In planning our trip to Ireland I felt a bit overwhelmed. Everyone I talked to mentioned another place we “just had to see,” and with only a week’s time in country, there was just no way to get to it all. The island isn’t all that big, but it does require a fair amount of driving to get from place to place. The drive from Dublin to Cobh was about 3.5 hours, spent in tiny little cars, driving on the wrong side of the road.
There was some lag time between planning this trip and actually going on it, so even though I had it in my mind we were on our way to a quaint seaside town, I began to have a small panic attack as we drove mile after mile through rolling hills and nowhere near what seemed could lead to the ocean. I wanted to believe I wouldn’t have made such a colossal mistake, and prayed I didn’t have the wrong address and no Wi-Fi to double check. We made a quick stop at the closet Aldi to grab Aubrey some food and a few essentials and hopped back in the cars for the last 5 minutes of the drive. I was really starting to get down when we finally crested a hill and were met with this view.
Cobh (pronounced Cove) is in fact one of the quaintest little seaside towns you will find, with a picturesque town square and a grandiose cathedral lording over the horizon. The person that showed us around our rental explained that Cobh is one of the largest natural ports in the world, and hosts many large cruise ships each summer. We were there about two weeks before the hustle and bustle of the summer tourist season began. Lucky us!
We deposited our belongings at the townhouse we rented (Airbnb of course) and walked down to the square for drinks and dinner.
As it turns out it was not so lucky for us. Not only were we there on what was considered the off season, but apparently in Cobh, Mondays and Tuesdays are are the chosen days off for the restaurants in town. Every place that had been recommended was closed, including the restaurant in the old ticketing office for the Titanic that we so wanted to see. We ended up eating at a hotel restaurant that appeared to be the only open place in town.

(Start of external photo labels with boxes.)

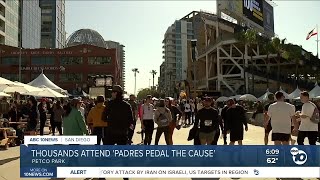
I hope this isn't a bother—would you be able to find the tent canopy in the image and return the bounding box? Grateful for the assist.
[28,72,63,92]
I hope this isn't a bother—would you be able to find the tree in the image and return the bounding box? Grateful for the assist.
[271,37,286,88]
[150,70,157,88]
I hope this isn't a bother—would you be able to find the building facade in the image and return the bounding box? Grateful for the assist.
[105,41,125,88]
[40,0,66,48]
[160,20,194,96]
[0,0,19,47]
[19,0,41,49]
[0,44,121,92]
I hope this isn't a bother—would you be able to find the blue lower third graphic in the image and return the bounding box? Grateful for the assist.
[20,167,57,178]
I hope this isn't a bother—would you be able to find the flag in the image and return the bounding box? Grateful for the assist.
[306,28,318,40]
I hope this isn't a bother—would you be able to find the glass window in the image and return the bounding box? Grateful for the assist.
[60,57,83,65]
[88,57,111,65]
[31,56,55,65]
[60,73,82,82]
[1,57,27,65]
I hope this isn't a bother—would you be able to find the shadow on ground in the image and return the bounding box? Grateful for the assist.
[0,156,20,166]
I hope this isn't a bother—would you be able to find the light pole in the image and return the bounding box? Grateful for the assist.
[132,68,139,95]
[191,39,197,98]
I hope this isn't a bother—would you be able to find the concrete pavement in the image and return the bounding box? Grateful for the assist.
[0,123,318,180]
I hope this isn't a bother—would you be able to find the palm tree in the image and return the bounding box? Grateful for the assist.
[150,70,157,88]
[271,37,286,88]
[132,68,139,95]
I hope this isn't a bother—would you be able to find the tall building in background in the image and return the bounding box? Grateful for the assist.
[0,0,19,47]
[40,0,66,48]
[160,20,194,96]
[106,41,125,88]
[19,0,41,49]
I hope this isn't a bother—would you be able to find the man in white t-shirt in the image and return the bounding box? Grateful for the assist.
[267,92,295,145]
[297,91,318,145]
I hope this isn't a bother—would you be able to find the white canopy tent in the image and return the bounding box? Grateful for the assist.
[258,89,272,101]
[0,92,10,97]
[309,84,320,98]
[27,86,67,98]
[279,87,290,99]
[28,72,65,92]
[0,77,15,85]
[239,94,258,101]
[289,87,301,99]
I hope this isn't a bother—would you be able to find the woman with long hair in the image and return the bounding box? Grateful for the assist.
[51,101,64,135]
[63,98,89,136]
[154,99,172,145]
[27,96,39,135]
[165,98,182,145]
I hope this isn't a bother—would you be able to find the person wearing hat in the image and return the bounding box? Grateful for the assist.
[63,98,89,136]
[104,85,134,145]
[87,96,107,145]
[193,97,219,145]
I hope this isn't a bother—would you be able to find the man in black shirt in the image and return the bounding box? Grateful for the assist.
[194,97,219,145]
[264,94,275,145]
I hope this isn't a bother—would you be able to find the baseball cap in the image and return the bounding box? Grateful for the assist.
[112,85,123,92]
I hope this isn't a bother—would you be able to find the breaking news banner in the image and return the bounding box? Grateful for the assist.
[20,136,320,178]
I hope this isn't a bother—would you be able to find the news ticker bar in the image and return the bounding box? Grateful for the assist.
[57,167,320,178]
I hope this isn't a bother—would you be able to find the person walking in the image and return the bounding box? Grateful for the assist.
[128,94,138,144]
[264,94,275,145]
[38,99,47,136]
[104,85,134,145]
[27,96,39,135]
[87,96,107,145]
[193,97,219,145]
[297,91,319,145]
[141,95,154,145]
[165,99,182,145]
[267,91,296,145]
[154,99,172,145]
[184,100,191,126]
[52,101,65,136]
[63,98,89,136]
[226,99,248,145]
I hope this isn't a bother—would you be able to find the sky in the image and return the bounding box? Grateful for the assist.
[66,0,320,94]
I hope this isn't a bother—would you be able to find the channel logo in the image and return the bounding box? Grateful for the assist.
[290,147,308,165]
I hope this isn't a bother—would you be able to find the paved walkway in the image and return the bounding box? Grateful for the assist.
[0,121,313,180]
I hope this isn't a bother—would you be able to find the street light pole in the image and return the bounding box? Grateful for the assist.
[132,68,139,95]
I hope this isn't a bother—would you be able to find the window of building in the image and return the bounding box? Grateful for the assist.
[88,57,111,65]
[31,56,55,65]
[1,57,27,65]
[60,57,83,65]
[60,73,82,82]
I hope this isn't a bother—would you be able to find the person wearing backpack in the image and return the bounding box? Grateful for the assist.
[297,91,319,145]
[154,99,172,145]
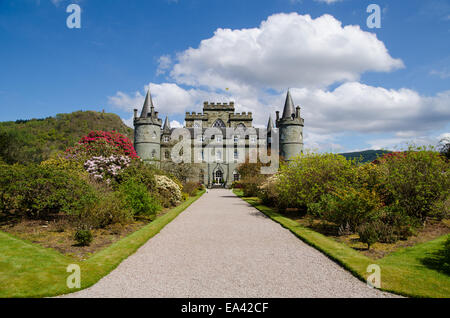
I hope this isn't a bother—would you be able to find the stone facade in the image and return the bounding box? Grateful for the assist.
[134,92,304,187]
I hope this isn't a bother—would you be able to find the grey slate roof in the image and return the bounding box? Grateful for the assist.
[141,88,153,118]
[282,90,295,119]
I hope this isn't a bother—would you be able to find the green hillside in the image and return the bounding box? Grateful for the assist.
[0,111,133,163]
[340,150,391,162]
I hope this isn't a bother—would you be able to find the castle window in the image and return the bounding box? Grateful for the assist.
[213,119,226,128]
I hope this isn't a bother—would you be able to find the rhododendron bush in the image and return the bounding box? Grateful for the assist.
[84,155,131,183]
[155,176,182,207]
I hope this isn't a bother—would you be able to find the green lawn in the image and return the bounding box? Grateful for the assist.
[234,190,450,298]
[0,191,205,298]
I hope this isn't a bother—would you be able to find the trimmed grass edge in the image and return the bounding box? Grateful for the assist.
[233,189,450,297]
[0,190,206,298]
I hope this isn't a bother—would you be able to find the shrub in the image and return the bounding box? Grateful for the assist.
[183,181,202,197]
[75,230,93,246]
[116,159,157,194]
[231,181,242,189]
[155,175,182,208]
[119,179,161,219]
[277,154,355,208]
[308,188,381,232]
[84,155,131,183]
[66,131,138,160]
[73,192,133,228]
[380,147,450,222]
[358,222,378,250]
[258,174,279,206]
[0,164,97,218]
[237,175,263,197]
[237,158,268,197]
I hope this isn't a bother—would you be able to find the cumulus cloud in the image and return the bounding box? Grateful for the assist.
[291,82,450,137]
[109,13,450,151]
[171,13,403,89]
[156,55,172,75]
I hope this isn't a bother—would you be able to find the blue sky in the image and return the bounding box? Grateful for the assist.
[0,0,450,151]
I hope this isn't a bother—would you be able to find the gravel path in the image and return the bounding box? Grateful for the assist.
[68,189,391,298]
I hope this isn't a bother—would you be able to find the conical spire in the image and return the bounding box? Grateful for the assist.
[163,116,170,132]
[141,88,154,118]
[282,90,295,119]
[267,116,273,132]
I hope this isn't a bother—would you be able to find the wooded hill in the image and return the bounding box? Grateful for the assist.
[0,111,133,164]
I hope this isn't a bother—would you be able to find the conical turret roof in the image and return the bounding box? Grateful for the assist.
[141,88,154,118]
[282,90,295,119]
[163,116,170,132]
[267,116,273,132]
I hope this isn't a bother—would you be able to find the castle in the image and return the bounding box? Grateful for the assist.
[134,90,304,187]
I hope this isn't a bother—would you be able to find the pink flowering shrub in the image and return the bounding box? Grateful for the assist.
[84,155,131,183]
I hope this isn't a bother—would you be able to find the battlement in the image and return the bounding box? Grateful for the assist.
[186,112,208,120]
[203,102,234,111]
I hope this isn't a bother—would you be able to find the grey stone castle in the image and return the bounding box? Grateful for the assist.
[134,90,304,187]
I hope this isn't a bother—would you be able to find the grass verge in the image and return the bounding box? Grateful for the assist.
[233,190,450,298]
[0,191,205,298]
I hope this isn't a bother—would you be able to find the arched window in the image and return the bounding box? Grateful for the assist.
[213,119,226,128]
[214,169,223,184]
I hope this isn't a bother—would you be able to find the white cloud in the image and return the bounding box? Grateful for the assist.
[291,82,450,137]
[314,0,342,4]
[109,13,450,151]
[171,13,403,89]
[430,70,450,79]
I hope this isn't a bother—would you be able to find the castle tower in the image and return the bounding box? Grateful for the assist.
[134,89,162,165]
[276,90,304,160]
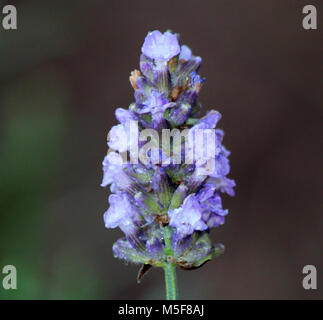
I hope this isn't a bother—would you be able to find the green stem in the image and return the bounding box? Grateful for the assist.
[164,263,177,300]
[163,226,177,300]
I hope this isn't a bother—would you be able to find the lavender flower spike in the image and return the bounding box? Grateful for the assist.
[101,30,236,299]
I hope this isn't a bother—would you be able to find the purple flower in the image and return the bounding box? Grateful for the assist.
[101,152,133,190]
[103,193,140,235]
[168,194,207,238]
[101,31,235,270]
[179,45,192,61]
[141,30,181,61]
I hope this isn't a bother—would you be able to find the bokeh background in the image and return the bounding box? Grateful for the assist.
[0,0,323,299]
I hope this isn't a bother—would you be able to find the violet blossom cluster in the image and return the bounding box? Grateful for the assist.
[101,31,235,278]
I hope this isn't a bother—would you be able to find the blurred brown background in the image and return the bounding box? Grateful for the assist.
[0,0,323,299]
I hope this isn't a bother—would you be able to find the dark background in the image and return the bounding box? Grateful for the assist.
[0,0,323,299]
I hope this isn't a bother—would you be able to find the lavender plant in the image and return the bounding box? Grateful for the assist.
[101,31,235,299]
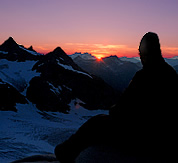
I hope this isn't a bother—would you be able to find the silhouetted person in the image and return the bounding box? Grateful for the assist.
[55,32,178,162]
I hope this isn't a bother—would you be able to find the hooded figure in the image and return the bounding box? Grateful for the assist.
[55,32,178,162]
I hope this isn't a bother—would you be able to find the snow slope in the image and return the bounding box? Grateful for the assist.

The old Titanic ticketing office. The Titanic made a stop here in Cobh, but due to it’s size it had to be anchored a bit offshore, and if I remember correctly, I think we were told around 123 passengers were ferried over to it.
We were only there for one night and felt like we had pretty bad timing as far as seeing all that the town really had to offer. Maybe sometime in another life we will be back.
We did manage to find a few beers at a local pub and our dinner was decent. Our stop there was only meant to be a quick overnight to get us close to the Blarney Castle anyway, and for that purpose it worked out perfectly.